Onze reis naar Sitia verliep perfect. Nergens wachten, geen lange incheckbalie. Zelfs onze koffer komt als eerste van de bagageband, waardoor we ook als eerste onze auto kunnen afhalen.
De routebeschrijving naar ons huis was qua tekst zo kort dat ik er in mijn hoofd ook een korte reis van had gemaakt. Ik weet nu dat ‘alsmaar rechtdoor’ ook lang kan duren. Maar het maakt niet uit, zeggen we in goede harmonie tegen elkaar. Dan zien we ook heel veel van Kreta. Dat klopt.
250 meter ervoor
Dat is gek. Dat in een routebeschrijving staat dat je zoveel meter vóór iets, een flauwe bocht naar links moet maken. Om te weten waar dat ‘iets’ is, zul je er toch eerst langs moeten om dan alles in tegenovergestelden richting over te doen. Maakt niet uit: we hebben vakantie.
Google maps biedt uitkomst en zo komen we uiteindelijk bij onze bestemming? Toch? Wat denk jij? Er hangt geen bord. Er loopt geen mens. Op goed geluk pakken we één van de zeven ingangen. De weg loop naar beneden, steil naar beneden. Onze huurauto kan makkelijk naar beneden, maar kan ‘ie ook omhoog?

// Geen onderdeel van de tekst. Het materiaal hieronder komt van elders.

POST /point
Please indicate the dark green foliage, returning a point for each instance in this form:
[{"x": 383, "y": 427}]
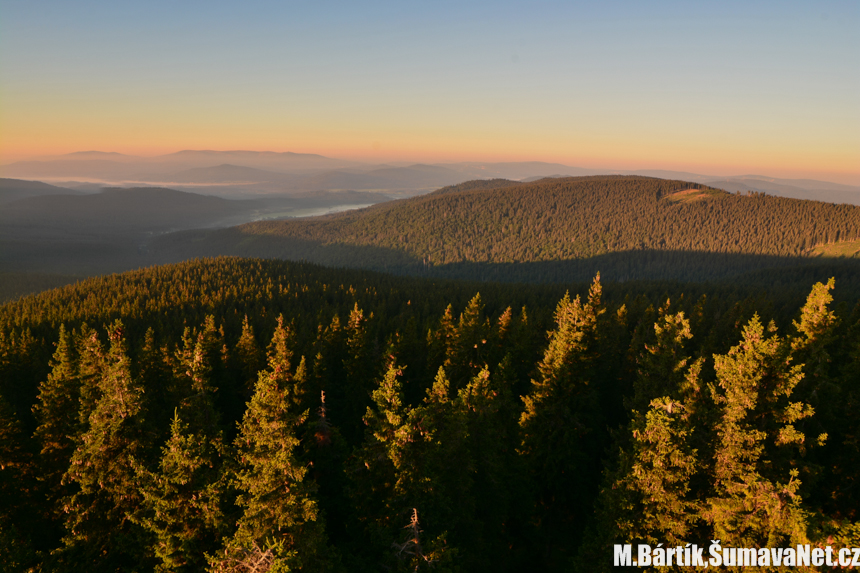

Neen. Dat kan ‘ie niet met dat lullige motortje er in. We komen Maria tegen die geen Engels spreekt. We moeten terug, zij loopt voorop.
Vriendin drukt het gaspedaal wat verder in en we strompelen omhoog. De motor valt drie keer uit. Maria wacht glimlachend op ons. Vriendin en auto bereiken het kookpunt. Vriendins kookpunt ken ik weinig.
Ons huis is ‘C’. Ons parkeerplekje is ook alleen maar te bereiken door eerst naar beneden en dan vol gas naar boven te stormen om dan op een onmogelijke parkeerplaats uit te komen. Maria zegt dat het moet.
Op de helling vallen we drie keer stil. De auto stinkt, heel Sitia stinkt door de aangebrande lucht van een motor met een kort lontje. Maria wacht en zegt dat het goed is.
Het doorgaans zeer opgewekte karakter van Vriendin verdwijnt als sneeuw voor de zon. Van de spanning schiet ik in de lacht. Dan zegt ze ijzig kalm: ‘oké, je bedoelt dat jij het beter kunt? Dat jij voortaan het autogedeelte voor je rekening neemt?’
Alles in me schreeuwt ‘nee’, want dat kan en wil ik niet. Maar Vriendin kijkt onverstoorbaar vastberaden. Ze stapt uit.
Later, veel later op een Grieks terras, lachen we ons de tranen uit de ogen. Vanaf nu hebben we een ’toon’ en hebben we de woorden om een nieuwe herrinnering te maken. Natuurlijk laat ze mij niet rijden. We zouden allebei wel gek zijn.